The governor, who spoke as the guest lecturer at the 2017 Faculty of Arts Distinguished Lecture at the Obafemi Awolowo University, Ile-Ife, expressed the belief that Nigeria had solutions to its challenges but lacked the will to ask the right questions the right way with the right words at the right time.
Akeredolu, like other eminent Nigerians, condemned agitations by some ethnic groups for the balkanization of the country.
Akeredolu lamented that the Nigerian situation was so challenging, frustrating, embarrassing and yet marveling.
The governor said: “Today’s realities have overstated themselves, truth have moved almost beyond constancy to stagnacy while appearance and realities are now at conflict with themselves.

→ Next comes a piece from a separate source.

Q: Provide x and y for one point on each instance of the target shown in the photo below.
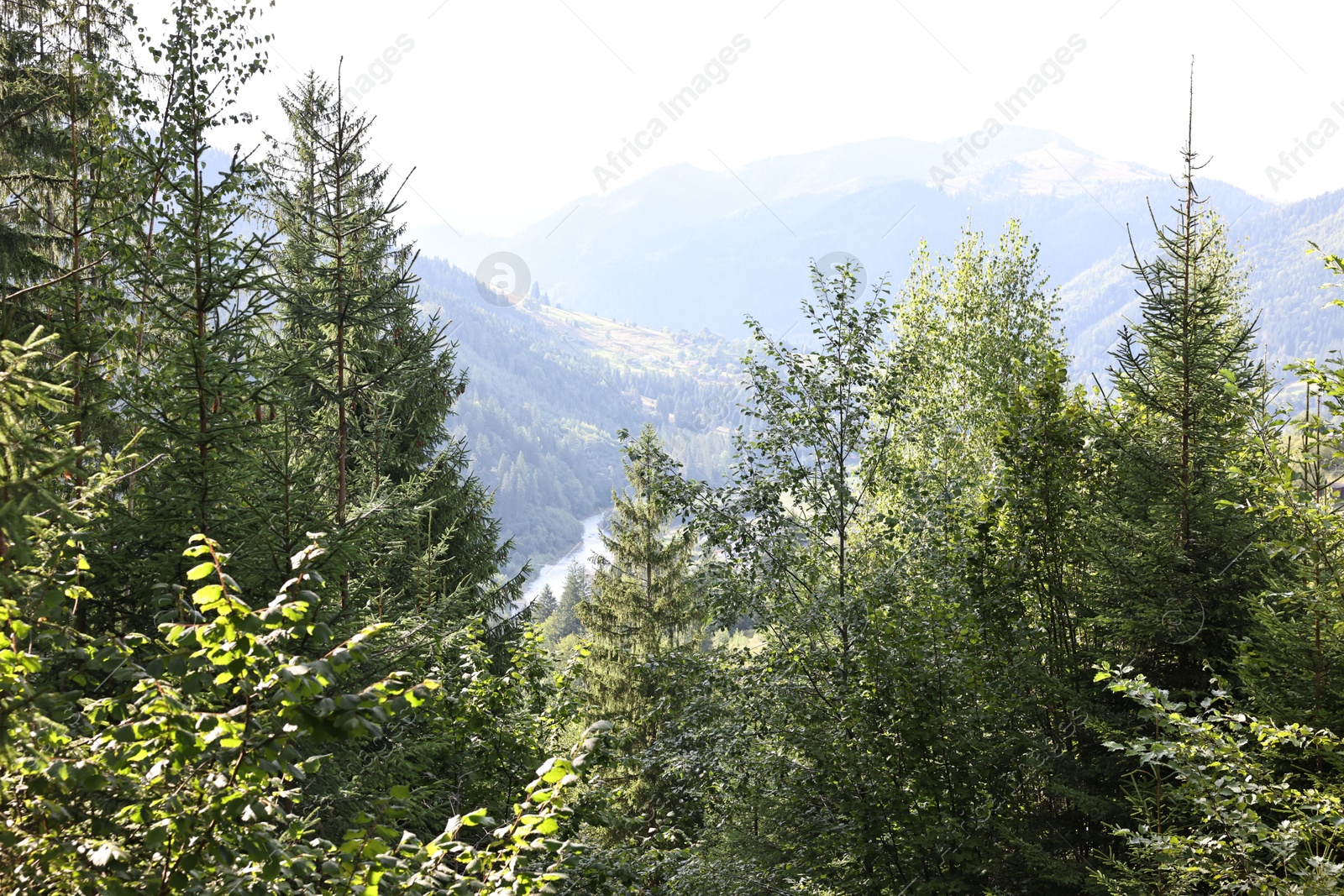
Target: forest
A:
(951, 624)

“In the circumstance where leaders and men of power inexplicably appear clueless and lethargic about how to respond to these challenges, fear comes in and seems to rule our world without bounds.”
Akeredolu, who spoke on “Beyond Recession: Re-inventing the Nigerian Federation” said Nigeria was not the first country to experience recession, adding that many countries had gone through similar problem.
He said: “The United States experienced severe recession in 1930. The strategies and tactics deployed by these these countries, many of which are now advanced both in economy and technology must be understood and put into context.
“The lessons derivable are enormous. Failure to avail ourselves of the lessons, which those experiences teach, will not be attributable to lack of striking and compelling examples.”
The governor, recalled that the healthy competition among the three major ethnic groups in the country ensured that each of the regions developed at its own pace.
He said: “Each region was semi-autonomous, maintaining its distinctive features and focusing on its aspirations to achieve excellence.”
As a way to return the country to the great old days, Akeredolu reiterated his earlier call for the restructuring of the country.
He called for a blueprint for the country’s restructuring.